Sean Dyche has revealed that he was “amazed” by the timing of his Burnley departure but he admits that his players were “losing their edge”.
The Clarets were four points adrift of safety when Dyche left the club last month.
Burnley have taken ten points from five games under their interim boss Mike Jackson. They now sit just outside of the bottom three but they are level on points with 18th-placed Leeds.
Dyche’s sacking was met with widespread surprise across the Premier League – the 50-year-old had signed a contract extension in September and, despite this season’s struggles, was regarded as over-achieving with a limited budget – but it was the timing that caught the man himself off guard.
He was sacked on Good Friday, just over 48 hours before a trip to West Ham, and five days after a damaging 2-0 defeat at Norwich which undid the optimism built by a 3-2 win over relegation rivals Everton.
“By the time it comes around the only question mark, and I spoke openly to Alan (Pace, chairman), who is a good guy, I was amazed by the timing because it is Friday and we lost on the Sunday,” Dyche told his former Millwall team-mate Richie Sadlier on the Second Captains podcast.
“So the surprise was the timing, not so much that it could happen. The fact it came my way, I haven’t got magic dust. One day it does come your way.”
— Burnley FC (@BurnleyOfficial) May 12, 2022
Asked if he could understand the decision, Dyche admitted Burnley had perhaps lost their edge – something arguably demonstrated by the immediate uptick in form under Jackson, who got a point in his first game at West Ham before three straight wins.

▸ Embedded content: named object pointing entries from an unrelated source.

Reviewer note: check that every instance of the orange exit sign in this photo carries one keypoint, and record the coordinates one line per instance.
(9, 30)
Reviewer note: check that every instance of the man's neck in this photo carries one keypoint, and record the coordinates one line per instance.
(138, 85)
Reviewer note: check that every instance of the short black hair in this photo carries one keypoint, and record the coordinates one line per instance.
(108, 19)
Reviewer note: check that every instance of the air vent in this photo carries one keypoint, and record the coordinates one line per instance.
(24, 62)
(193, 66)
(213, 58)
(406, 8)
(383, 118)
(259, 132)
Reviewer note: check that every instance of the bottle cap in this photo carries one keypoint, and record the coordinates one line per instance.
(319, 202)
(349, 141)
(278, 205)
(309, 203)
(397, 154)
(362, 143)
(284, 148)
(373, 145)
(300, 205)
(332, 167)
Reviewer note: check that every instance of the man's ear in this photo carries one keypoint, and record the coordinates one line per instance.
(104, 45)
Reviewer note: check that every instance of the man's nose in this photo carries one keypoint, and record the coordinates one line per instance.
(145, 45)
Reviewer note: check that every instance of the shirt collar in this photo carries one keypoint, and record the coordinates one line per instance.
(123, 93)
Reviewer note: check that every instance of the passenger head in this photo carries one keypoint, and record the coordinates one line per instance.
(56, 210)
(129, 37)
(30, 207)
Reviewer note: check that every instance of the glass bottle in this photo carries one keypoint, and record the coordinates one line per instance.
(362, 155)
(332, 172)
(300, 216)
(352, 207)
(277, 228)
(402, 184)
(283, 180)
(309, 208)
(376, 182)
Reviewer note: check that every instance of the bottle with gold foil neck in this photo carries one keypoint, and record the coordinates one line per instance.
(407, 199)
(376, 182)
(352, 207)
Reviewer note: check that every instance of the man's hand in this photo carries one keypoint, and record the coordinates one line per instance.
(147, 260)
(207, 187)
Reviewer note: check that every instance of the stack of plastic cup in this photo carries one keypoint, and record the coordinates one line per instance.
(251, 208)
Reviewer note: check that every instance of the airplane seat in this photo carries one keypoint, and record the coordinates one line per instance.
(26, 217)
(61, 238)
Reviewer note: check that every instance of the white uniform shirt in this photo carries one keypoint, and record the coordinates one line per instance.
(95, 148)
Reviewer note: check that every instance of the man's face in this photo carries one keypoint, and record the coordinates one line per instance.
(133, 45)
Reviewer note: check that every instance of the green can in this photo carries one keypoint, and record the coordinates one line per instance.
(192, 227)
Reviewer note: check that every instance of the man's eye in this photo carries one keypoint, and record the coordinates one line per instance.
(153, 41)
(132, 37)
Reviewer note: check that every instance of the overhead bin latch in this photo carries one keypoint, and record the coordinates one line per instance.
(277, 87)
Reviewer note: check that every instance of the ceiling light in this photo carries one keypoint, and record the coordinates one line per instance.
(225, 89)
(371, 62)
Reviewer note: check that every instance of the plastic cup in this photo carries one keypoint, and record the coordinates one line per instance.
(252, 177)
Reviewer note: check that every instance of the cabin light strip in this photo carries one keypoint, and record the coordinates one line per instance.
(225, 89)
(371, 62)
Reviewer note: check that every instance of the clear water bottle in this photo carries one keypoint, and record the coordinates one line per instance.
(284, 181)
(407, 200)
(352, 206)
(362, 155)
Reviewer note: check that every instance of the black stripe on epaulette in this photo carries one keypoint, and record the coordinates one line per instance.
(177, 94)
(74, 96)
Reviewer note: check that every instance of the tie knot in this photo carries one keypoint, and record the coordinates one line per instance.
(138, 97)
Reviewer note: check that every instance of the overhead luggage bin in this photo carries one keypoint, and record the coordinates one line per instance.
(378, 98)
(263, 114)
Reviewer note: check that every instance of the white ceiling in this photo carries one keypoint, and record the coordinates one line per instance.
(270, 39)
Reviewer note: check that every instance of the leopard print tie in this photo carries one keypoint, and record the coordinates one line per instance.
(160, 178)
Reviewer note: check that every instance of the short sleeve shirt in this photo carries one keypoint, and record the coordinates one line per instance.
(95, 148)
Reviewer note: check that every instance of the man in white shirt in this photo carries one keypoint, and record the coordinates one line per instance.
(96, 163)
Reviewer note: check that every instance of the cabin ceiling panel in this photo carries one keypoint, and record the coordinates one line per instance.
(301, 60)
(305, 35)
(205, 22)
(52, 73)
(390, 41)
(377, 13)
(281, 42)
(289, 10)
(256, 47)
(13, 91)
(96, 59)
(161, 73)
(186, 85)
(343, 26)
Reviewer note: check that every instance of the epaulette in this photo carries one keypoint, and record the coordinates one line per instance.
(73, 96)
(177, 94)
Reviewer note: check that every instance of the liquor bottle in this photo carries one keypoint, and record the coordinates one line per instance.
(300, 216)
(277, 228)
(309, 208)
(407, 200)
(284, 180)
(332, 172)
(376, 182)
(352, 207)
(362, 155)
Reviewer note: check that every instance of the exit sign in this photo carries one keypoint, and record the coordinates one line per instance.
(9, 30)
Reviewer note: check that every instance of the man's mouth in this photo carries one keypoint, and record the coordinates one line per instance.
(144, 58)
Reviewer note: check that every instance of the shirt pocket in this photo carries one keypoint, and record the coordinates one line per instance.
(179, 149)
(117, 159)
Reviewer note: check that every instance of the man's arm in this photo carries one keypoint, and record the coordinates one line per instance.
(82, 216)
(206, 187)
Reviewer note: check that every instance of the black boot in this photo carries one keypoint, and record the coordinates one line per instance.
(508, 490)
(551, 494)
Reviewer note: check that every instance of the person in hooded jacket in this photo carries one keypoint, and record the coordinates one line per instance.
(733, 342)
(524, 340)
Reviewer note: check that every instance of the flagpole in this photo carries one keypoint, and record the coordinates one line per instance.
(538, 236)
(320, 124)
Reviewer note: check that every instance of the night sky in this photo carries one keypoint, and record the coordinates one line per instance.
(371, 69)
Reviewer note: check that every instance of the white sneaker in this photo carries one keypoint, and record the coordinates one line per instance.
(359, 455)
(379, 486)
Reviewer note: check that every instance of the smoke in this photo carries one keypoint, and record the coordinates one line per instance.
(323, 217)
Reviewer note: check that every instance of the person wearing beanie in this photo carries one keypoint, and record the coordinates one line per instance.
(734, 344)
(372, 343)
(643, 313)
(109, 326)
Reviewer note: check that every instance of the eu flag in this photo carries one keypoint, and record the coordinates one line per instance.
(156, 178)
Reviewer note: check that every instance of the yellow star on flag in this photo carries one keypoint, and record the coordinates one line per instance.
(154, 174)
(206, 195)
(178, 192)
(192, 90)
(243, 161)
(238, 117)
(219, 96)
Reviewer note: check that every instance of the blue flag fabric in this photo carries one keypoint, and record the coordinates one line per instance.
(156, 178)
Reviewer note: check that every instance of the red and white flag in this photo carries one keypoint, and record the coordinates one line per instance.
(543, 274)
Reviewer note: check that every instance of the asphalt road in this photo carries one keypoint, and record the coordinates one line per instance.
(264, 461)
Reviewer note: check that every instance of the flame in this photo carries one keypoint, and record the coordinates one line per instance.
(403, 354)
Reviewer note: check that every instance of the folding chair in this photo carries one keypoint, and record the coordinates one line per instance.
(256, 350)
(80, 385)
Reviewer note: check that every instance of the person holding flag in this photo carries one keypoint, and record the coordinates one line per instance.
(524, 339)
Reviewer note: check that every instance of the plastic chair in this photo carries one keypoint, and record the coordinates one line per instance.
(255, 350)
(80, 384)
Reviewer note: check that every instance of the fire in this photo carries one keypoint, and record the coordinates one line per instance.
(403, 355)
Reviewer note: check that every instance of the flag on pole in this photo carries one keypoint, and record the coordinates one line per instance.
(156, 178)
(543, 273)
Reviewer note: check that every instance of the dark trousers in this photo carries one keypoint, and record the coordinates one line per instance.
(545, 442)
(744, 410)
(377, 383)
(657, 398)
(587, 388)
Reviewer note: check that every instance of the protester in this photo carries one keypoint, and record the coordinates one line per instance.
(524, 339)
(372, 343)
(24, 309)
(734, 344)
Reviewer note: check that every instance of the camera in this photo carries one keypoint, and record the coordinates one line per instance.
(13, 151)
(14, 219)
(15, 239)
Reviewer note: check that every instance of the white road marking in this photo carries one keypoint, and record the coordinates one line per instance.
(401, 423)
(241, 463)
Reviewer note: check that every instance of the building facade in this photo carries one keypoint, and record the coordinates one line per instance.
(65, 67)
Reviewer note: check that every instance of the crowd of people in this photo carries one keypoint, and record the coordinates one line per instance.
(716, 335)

“I sensed over the season the knife edge of success and failure at clubs like Burnley is quite obvious because winning and losing is marginal,” Dyche said. “It starts to affect the psyche and the feel starts changing.

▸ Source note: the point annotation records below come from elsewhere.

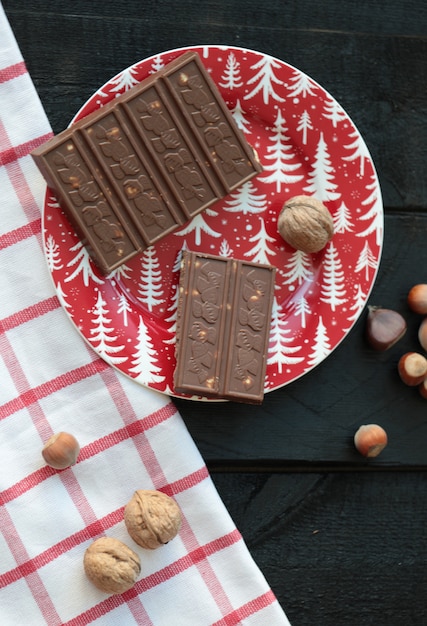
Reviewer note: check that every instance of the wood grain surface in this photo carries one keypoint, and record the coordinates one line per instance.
(340, 540)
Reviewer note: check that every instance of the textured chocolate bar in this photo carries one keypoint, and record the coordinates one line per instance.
(224, 319)
(147, 162)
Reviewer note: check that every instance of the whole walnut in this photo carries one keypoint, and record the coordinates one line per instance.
(305, 224)
(152, 518)
(111, 565)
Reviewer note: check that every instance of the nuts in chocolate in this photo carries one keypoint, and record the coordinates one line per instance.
(152, 518)
(223, 327)
(305, 224)
(147, 162)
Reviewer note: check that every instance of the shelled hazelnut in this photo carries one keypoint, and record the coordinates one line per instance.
(422, 334)
(417, 299)
(412, 368)
(305, 224)
(370, 440)
(384, 328)
(152, 518)
(111, 565)
(61, 450)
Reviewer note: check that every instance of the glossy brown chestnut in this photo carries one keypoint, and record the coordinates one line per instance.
(384, 328)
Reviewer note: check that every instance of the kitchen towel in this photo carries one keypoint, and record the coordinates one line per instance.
(131, 438)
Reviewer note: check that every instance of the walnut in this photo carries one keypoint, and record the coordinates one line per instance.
(152, 518)
(305, 224)
(111, 566)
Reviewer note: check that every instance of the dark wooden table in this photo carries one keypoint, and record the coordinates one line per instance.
(341, 541)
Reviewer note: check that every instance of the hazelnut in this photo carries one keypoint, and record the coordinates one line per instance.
(417, 299)
(152, 518)
(370, 440)
(111, 565)
(61, 450)
(412, 368)
(384, 328)
(305, 224)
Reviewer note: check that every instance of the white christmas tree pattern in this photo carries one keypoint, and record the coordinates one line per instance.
(157, 64)
(124, 308)
(367, 260)
(145, 362)
(240, 118)
(342, 219)
(299, 268)
(173, 315)
(83, 266)
(360, 151)
(302, 309)
(265, 80)
(279, 152)
(374, 214)
(198, 225)
(304, 125)
(102, 337)
(302, 85)
(332, 289)
(358, 303)
(231, 78)
(261, 250)
(321, 176)
(124, 81)
(62, 299)
(279, 351)
(121, 272)
(53, 255)
(150, 288)
(245, 200)
(321, 347)
(224, 249)
(333, 111)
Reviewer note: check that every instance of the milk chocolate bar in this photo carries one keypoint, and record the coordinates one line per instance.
(147, 162)
(223, 327)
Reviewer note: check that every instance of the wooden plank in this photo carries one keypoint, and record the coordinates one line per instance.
(374, 66)
(336, 549)
(312, 421)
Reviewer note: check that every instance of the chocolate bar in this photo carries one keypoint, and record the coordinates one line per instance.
(223, 326)
(146, 163)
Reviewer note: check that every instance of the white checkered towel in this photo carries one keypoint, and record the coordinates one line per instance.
(131, 438)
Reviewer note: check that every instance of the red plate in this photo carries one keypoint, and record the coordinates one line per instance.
(307, 145)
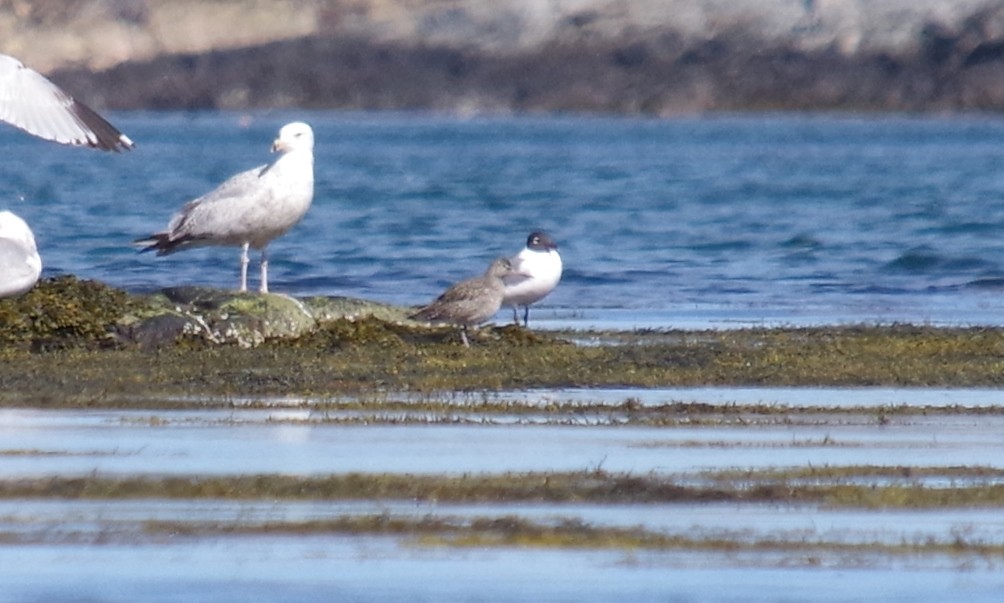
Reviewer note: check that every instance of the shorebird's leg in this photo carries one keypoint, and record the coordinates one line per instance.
(264, 272)
(244, 267)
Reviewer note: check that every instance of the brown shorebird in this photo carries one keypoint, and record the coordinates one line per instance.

“I thought we were losing our edge, not the understanding or organisation, there is an edge that players have to play with.
“What you notice with a lot of groups, including ours when we come and go out and they have bolt and win the game straight after, it is almost like someone lifts everything up off you.”
Dyche admitted he is not sure what will come next for him. He was frequently linked with other jobs while at Turf Moor, so it would be a surprise if he is out of work for too long.
“I don’t feel like I need a break but if a break comes my way I will use it wisely,” he said. “Then it is when does the time come. You want the right people and the right project but that is not that easy and you often don’t know until you are in it anyway…
“I have no problem with working abroad, no problem with geography of the country. I am pretty flexible with my thinking on what can and can’t be done on clubs, so I am pretty open-minded.”